Seven ways to take your business to the next level

More talented, inspired, hard working women are setting up their own businesses every year, and discovering the rewards that can come from being your own boss.

Many start up entrepreneurs take on most of the roles themselves when a business is in its infancy, or they act as sole traders operating every aspect of the business. This can make good sense, as it means that overheads can be kept low while you grow your enterprise.

But eventually there will come a time when you want to grow your business into a larger concern that can bring real financial rewards for yourself and others.
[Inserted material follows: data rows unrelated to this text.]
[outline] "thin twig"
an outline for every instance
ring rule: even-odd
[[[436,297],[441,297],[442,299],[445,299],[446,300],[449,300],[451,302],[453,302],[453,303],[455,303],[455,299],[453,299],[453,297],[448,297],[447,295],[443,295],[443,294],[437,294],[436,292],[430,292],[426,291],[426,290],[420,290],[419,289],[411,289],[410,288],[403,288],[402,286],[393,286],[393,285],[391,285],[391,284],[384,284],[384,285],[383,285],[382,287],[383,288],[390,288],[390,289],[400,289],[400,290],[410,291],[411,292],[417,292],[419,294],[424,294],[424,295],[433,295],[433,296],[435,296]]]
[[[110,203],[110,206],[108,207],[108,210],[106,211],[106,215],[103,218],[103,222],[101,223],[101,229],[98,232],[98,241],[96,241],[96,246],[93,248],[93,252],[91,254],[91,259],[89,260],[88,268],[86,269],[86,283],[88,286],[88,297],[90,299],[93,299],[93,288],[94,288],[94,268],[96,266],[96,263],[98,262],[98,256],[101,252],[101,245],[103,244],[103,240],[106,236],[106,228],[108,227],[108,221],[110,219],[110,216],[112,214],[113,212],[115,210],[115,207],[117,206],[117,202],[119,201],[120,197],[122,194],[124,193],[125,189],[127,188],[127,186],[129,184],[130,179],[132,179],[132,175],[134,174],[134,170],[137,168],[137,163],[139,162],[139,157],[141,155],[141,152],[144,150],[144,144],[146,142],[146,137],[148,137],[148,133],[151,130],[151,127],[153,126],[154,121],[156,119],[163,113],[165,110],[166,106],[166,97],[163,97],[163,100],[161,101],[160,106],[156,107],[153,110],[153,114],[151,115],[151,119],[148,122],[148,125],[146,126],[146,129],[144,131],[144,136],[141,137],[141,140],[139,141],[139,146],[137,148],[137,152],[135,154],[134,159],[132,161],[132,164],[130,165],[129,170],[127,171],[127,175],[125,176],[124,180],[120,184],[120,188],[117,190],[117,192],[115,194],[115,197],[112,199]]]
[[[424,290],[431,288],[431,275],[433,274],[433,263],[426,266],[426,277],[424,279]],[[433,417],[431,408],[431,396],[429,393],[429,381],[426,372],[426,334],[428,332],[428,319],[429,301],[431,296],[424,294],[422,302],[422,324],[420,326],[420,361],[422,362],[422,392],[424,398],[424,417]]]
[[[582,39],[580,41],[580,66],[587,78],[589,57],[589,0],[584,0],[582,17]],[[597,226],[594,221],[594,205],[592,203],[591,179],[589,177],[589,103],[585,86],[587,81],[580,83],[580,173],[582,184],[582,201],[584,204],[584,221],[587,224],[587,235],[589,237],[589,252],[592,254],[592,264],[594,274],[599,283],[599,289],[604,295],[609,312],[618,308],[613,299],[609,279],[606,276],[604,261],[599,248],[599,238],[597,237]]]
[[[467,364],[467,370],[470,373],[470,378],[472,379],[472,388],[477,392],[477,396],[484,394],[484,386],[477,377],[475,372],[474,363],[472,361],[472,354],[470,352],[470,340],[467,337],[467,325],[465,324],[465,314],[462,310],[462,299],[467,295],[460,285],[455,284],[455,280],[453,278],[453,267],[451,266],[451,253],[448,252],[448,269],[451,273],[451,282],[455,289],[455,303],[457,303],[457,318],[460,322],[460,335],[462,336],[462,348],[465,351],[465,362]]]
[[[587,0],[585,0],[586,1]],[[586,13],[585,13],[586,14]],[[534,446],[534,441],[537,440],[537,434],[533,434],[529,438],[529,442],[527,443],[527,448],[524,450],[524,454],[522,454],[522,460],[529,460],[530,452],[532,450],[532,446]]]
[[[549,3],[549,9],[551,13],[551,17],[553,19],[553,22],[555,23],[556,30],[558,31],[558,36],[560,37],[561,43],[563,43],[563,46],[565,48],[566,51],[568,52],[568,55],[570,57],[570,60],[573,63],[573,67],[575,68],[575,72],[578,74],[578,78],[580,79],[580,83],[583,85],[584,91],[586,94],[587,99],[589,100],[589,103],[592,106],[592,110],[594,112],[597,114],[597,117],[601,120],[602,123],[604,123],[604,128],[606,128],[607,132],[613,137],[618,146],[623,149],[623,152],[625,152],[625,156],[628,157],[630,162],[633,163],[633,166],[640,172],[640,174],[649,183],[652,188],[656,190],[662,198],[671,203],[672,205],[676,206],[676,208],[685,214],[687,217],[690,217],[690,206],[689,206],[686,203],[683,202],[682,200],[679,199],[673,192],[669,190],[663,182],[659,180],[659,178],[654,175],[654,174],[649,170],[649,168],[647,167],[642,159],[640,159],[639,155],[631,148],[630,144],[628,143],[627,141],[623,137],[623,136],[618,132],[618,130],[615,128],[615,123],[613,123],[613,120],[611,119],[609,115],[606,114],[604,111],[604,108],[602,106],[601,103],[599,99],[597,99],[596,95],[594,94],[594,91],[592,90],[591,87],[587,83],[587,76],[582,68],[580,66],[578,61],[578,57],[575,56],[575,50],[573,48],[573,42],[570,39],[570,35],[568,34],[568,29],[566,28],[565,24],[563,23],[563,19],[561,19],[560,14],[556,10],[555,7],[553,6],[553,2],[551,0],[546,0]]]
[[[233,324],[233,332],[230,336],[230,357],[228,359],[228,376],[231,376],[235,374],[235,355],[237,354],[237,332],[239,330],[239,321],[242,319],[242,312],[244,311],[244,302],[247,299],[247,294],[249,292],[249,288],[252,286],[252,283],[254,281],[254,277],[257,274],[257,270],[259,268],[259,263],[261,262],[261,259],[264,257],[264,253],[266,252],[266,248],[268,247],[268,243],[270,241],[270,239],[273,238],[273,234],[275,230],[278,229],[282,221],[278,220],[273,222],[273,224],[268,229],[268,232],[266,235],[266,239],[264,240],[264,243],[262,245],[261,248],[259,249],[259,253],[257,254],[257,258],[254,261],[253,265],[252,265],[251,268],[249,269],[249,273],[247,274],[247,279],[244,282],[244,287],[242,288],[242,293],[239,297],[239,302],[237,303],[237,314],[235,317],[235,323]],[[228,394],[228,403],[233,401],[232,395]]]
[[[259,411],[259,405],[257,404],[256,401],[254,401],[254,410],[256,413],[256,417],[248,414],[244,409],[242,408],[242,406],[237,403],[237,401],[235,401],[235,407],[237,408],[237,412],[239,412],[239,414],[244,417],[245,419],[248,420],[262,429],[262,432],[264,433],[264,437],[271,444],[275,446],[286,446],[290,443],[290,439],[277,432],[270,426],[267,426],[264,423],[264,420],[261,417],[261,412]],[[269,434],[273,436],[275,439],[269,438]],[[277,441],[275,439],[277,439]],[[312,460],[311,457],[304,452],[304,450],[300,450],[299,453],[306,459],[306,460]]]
If you’ve reached that point now, take a look at our seven-point guide to levelling up your business – from attending management courses to growing your brand and wowing customers.

1) Find your star product

To be successful, a business needs great people, great marketing, great drive and a great product or service. We live in an increasingly competitive business world, so if you want to get noticed, you need to have a star product that the public, or other businesses, will buy time and time again.

To find this star product, you need to consider the problems that potential customers are having, and find a unique solution to them. It can help to sell a product or service that you yourself are passionate about, as that will give you an insight into what’s truly needed and what innovations could be made.

2) When opportunities arrive, act

Every successful businesswoman is always on the lookout for opportunities, and when they arise, they act fast to make the most of their potential. Some start up entrepreneurs, understandably, can be cautious, but being afraid of change can stop you grasping opportunities to grow or move into new books.

The famous business philosophy book Who Moved My Cheese? by Spencer Johnson has some sage advice, “when the cheese moves, move with it”. In other words, businesses who stay still can be left behind.

3) Take on more staff

You can run a nice little business on your own, but if you want substantial success, you’ll have to take on more staff. Hiring specialist staff in areas such as design, finance, IT, marketing, sales and order processing frees up your time so that you can concentrate on growing your business and taking a strategic approach.

At first it can be worth outsourcing some of the functions of your business, especially if you only need to call upon some skillsets for a short period of time, but for long term growth and staff loyalty, it makes sense to recruit permanent staff. (Here are seven tips to help you find and hire the right people.)

4) Become a great manager

A great business needs a great manager, and this is especially true when you have staff to manage as well. Management doesn’t necessarily come easy to entrepreneurs and business leaders, but the good news is that it’s a skill that can be learnt.

There are many high quality management training courses available, including First Line Management Training, that can give you the skills you need to develop yourself and your employees if you’re new to management or to running a business.

Many courses are run remotely or over a couple of days, so you don’t need to take a break from your growing business to attend them.

5) Network, network, network

There are always opportunities to network in business, and they can be vitally important when your business is in its infancy. Business seminars, conferences and networking events allow you to meet people who are already succeeding in their field, and this means that you can learn from their best practice.

You may also meet potential customers there, especially if you sell business to business, so always take your business cards and be prepared to talk about how you can help other businesses get what they need. It’s a good idea to contact people you met at networking events via email after the event, but don’t be pushy.

One thing you’ll need at any networking event (and should definitely have ready in case you ever meet a potential client or useful contact out and about) is an elevator pitch. If you don’t have one yet, here’s how to prepare yours.

6) Build your brand

Turning your business into a brand can be a shortcut to long term success. In short, it means gaining a great reputation for your business so that it’s recognised by the public and chosen over your business rivals.

Smart marketing and bold logos and designs are good ways to ensure that you stick in the memory of consumers. You should also post regularly on social media and do all you can to wow customers, whether they are domestic or commercial.

When you do this, they’re much more likely to share your social media posts and tell their friends and colleagues about you; in effect, they’re becoming brand ambassadors, without it costing you a penny.

7) Find the right investment

Growing your business can sometimes involve buying new infrastructure, more stock or larger premises, and that can cost money in the short term. That’s why it can be necessary to seek investment that can lead to greater profitability in the medium to long term.

High street banks are one potential source of money, of course, but it can also be worth turning to business angel investors or even business crowdfunding, a trend which is becoming increasingly popular. To gain investment, you’ll need a strong business plan and a firm idea of what you’re going to use the money for and how it will help to increase your profits.